Adding a Palantir Foundry Connection
Prerequisites
- A user with sufficient permissions is required to establish a connection with Palantir.
- Zeenea traffic flows towards the data source must be open.
A link to the configuration template can be found here: Zeenea Connector Downloads.
Supported Versions
The Palantir connector was developed and tested with the Palantir Foundry SaaS version.
Installing the Plugin
The Palantir plugin can be downloaded here: Zeenea Connector Downloads
For more information on how to install a plugin, please refer to the following article: Installing and Configuring Connectors as a Plugin.
Declaring the Connection
Creating and configuring connectors is done through a dedicated configuration file located in the /connections
folder of the relevant scanner. The scanner frequently checks for any change and resynchronises automatically.
Read more: Managing Connections
In order to establish a connection with a Palantir instance, specifying the following parameters in the dedicated file is required:
Parameter | Expected value |
---|---|
name | The name that will be displayed to catalog users for this connection. |
code | The unique identifier of the connection on the Zeenea platform. Once registered on the platform, this code must not be modified or the connection will be considered as new and the old one removed from the scanner. |
connector_id | The type of connector to be used for the connection. Here, the value must be
palantir and must not be modified. |
connection.url | Database address (example: https://tenant.palantirfoundry.fr/ ) |
connection.oauth.endpoint | (Optional) API's endpoint.

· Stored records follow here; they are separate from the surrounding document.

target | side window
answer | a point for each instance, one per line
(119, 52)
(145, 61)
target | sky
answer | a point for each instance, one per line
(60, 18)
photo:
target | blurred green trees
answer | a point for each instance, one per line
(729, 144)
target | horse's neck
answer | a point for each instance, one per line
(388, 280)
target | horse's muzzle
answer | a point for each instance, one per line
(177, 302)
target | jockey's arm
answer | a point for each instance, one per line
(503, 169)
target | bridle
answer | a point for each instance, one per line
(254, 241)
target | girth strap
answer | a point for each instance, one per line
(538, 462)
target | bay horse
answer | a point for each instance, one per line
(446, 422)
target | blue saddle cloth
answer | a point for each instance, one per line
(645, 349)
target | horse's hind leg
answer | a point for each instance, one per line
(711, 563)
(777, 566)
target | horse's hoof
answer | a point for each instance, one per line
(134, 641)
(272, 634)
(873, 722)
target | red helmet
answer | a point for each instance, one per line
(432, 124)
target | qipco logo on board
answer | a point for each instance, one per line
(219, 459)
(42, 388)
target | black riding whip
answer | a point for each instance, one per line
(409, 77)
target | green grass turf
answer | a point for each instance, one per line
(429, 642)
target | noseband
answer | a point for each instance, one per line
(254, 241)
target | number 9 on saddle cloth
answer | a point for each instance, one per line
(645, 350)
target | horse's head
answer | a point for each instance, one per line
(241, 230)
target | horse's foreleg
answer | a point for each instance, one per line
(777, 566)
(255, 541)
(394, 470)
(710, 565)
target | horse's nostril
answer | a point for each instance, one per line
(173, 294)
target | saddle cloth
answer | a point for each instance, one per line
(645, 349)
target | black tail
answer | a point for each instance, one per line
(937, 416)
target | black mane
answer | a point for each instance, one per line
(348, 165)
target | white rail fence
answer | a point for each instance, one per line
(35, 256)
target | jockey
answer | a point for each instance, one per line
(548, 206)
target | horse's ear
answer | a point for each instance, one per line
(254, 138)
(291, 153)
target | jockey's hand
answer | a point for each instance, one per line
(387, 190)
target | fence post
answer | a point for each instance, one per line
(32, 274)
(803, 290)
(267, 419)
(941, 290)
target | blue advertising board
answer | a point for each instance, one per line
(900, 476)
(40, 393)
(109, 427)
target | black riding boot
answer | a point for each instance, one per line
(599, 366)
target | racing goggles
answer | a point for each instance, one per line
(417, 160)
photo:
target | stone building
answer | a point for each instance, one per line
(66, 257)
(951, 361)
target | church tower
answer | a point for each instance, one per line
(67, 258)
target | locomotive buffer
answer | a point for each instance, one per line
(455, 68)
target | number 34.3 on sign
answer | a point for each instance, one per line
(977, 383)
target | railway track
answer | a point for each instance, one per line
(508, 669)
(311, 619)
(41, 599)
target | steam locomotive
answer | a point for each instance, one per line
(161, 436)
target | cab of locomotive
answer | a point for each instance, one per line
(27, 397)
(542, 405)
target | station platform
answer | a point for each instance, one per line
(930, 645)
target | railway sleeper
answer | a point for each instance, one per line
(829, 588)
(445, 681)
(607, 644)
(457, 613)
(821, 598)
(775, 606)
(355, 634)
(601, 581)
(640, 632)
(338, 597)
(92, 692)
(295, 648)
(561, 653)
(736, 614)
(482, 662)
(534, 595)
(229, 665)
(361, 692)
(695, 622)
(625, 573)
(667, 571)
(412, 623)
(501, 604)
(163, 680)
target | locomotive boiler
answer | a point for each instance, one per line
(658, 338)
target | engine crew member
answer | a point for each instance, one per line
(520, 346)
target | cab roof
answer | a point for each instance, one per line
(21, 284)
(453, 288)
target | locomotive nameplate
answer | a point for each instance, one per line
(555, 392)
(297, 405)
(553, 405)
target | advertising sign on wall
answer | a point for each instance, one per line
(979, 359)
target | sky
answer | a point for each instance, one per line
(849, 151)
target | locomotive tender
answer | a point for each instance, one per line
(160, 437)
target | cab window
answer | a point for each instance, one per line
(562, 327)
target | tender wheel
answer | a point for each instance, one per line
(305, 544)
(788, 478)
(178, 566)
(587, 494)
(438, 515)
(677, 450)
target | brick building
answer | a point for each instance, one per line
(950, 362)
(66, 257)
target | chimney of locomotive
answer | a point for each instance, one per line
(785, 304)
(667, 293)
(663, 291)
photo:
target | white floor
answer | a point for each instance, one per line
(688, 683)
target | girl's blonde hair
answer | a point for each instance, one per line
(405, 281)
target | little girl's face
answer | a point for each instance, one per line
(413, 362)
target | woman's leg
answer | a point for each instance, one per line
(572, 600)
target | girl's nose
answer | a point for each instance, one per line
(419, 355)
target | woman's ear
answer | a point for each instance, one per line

Default value is from connection.url parameter completed by /multipass/api/oauth2/token . |
connection.oauth.client_id | Application ID (client) as defined in Palantir |
connection.oauth.client_secret | Application's password (client) as defined in Palantir |
connection.token | Authentication token |
Google Cloud Storage | |
connection.google_cloud.json_key | JSON key. Use either as:
Using the file URL to an external JSON key file is recommended. |
connection.google_cloud.project_id | Project Id used at connection. Invoices will be sent to this project. |
AWS - S3 The following parameters can be set to specify a region and an access key. If not set, information will be taken from:
| |
connection.aws.region | Amazon S3 region |
connection.aws.access_key_id | Amazon S3 Access Key Identifier. Prefer to use container or instance role. |
connection.aws.secret_access_key | Amazon S3 Secret Access Key Prefer to use container or instance role. |
Azure ADLS Gen 2 Two authentication methods are available:
| |
connection.azure.tenant_id | Tenant Identifier |
connection.azure.client_id | Client Application Identifier |
connection.azure.client_secret | Client Application Secret |
connection.azure.account_name | Storage Account Name |
connection.azure.account_key | Storage Account Secret Key |
Inventory | |
inventory.file_path | Path to the file containing the Resource Identifier (RID) in case the inventory is provided. The path must be formatted like:
Examples:
or
The file should contain a list of Resource Identifiers (RID), with one identifier per line. Example:
|
inventory.from_datacatalog | Default value false . Set to true to filter on Palantir's data catalog objects. |
inventory.with_ontology | Default value false . Set to true to list datasets from ontology objects. They will be prefixed by /ontology only in the Zeenea selection import window. |
Filter | |
filter | To filter collections associated with datasets. |
Others | |
tls.truststore.path | The Trust Store file path. This file must be provided in case TLS encryption is activated (protocol https) and when certificates of servers are delivered by a specific authority. It must contain the certification chain. |
tls.truststore.password | Password of the trust store file |
tls.truststore.type | Type of the trust store file (PKCS12 or JKS ). Default value is discovered from the file extension. |
proxy.scheme | Depending on the proxy, http or https |
proxy.hostname | Proxy address |
proxy.port | Proxy port |
proxy.username | Proxy username |
proxy.password | Proxy account password |
A template of the configuration file is available in this repository.
User Permissions
To communicate with Palantir, the connector supports two authentication modes:
- OAuth2 (Grant Type: client_credentials)
- Token
OAuth2 protocol is recommended. To select a mode, fill in the corresponding parameters.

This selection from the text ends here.